Abstract
The ability to perform de novo protein design will allow researchers to expand the pool and variety of available proteins, by designing synthetic structures computationally they can utilise more structures than is available in the Protein Data Bank, design structures that are not found in nature, or direct the design of proteins to acquire a specific desired structure. While some researchers attempt to design proteins from first physical and thermodynamic principals, we decided to attempt to test whether it is possible to perform de novo helical protein design of just the backbone statistically using machine learning by building a model that used a long short-term memory generative adversarial neural network architecture. The LSTM based GAN model used only the ϕ and ψ angles of each residue from an augmented dataset of only helical protein structures. Though the network’s generated backbone structures were not perfect, they were idealised and evaluated post generation where the non-ideal structures were filtered out and the adequate structures kept. The results were successful in developing a logical, rigid, compact, helical protein backbone topology. This paper is a proof of concept that shows it is possible to generate a novel helical backbone topology using an LSTM-GAN architecture using only the ϕ and ψ angles as features. The next step is to attempt to use these backbone topologies and sequence design them to form complete protein structures.

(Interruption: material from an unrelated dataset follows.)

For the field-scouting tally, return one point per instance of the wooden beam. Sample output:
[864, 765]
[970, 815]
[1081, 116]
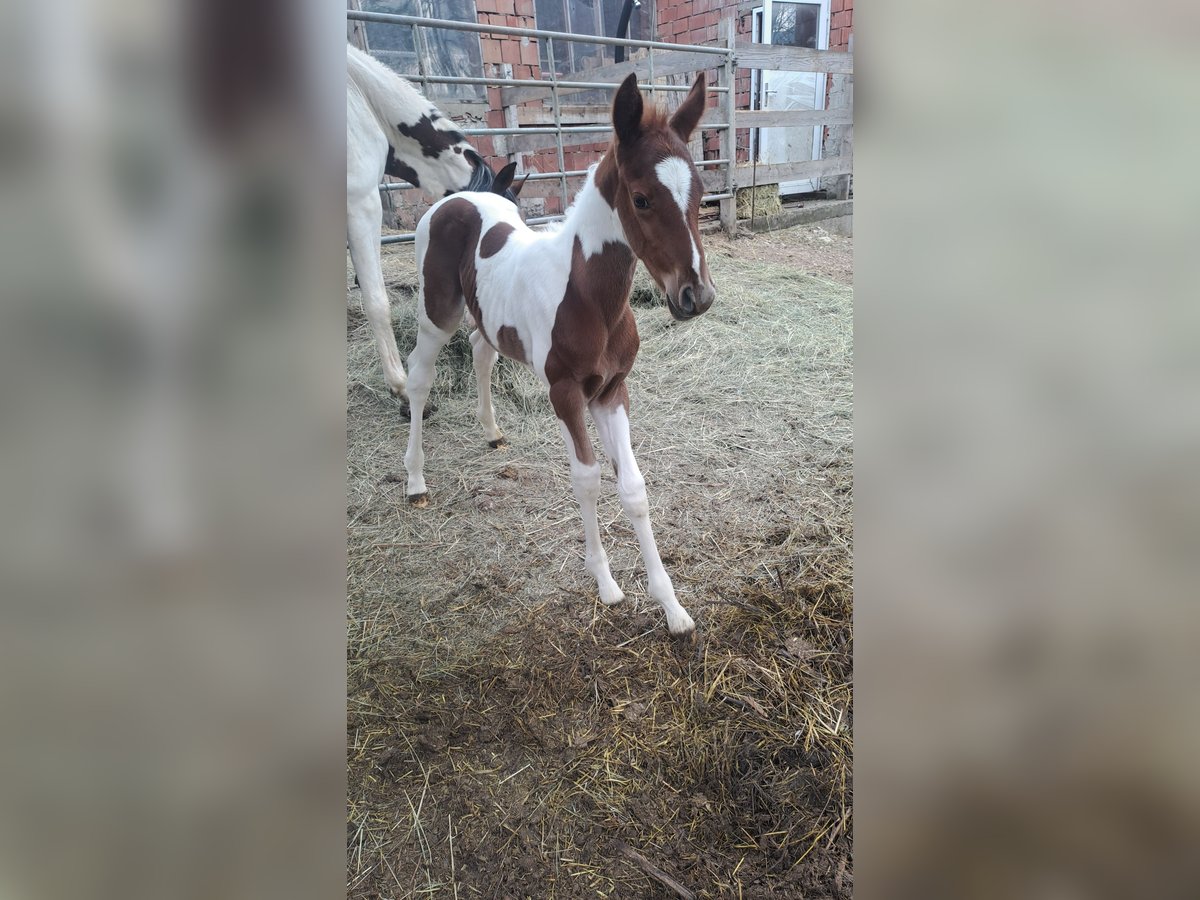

Author summary This research project stemmed from the desire to expand the pool of available protein structures that can be used as a scaffold in computational vaccine design since the number of structures available from the Protein Data Bank was not sufficient to allow for great diversity and increase the probability of grafting a target motif onto a protein scaffold. Since a protein structure’s backbone can be defined by the ϕ and ψ angles of each amino acid in the polypeptide and can effectively translate a protein’s 3D structure into a table of numbers, and since protein structures are not random, this numerical representation of protein structures can be used to train a neural network to mathematically generalise what a protein structure is, and therefore use this generalisation to generate new protein structures. Instead of using all proteins in the Protein Data Bank a curated dataset was used encompassing protein structures with specific characteristics that will, theoretically, allow them to be easily evaluated computationally and chemically. This paper details how a trained neural network was able to successfully generate logical helical protein backbone structures.
Footnotes
We added formulae, emphasised that we are designing helical protein backbones only, added more quantification to our results, added more results, improved out figures, and removed the sequence and folding simulation data.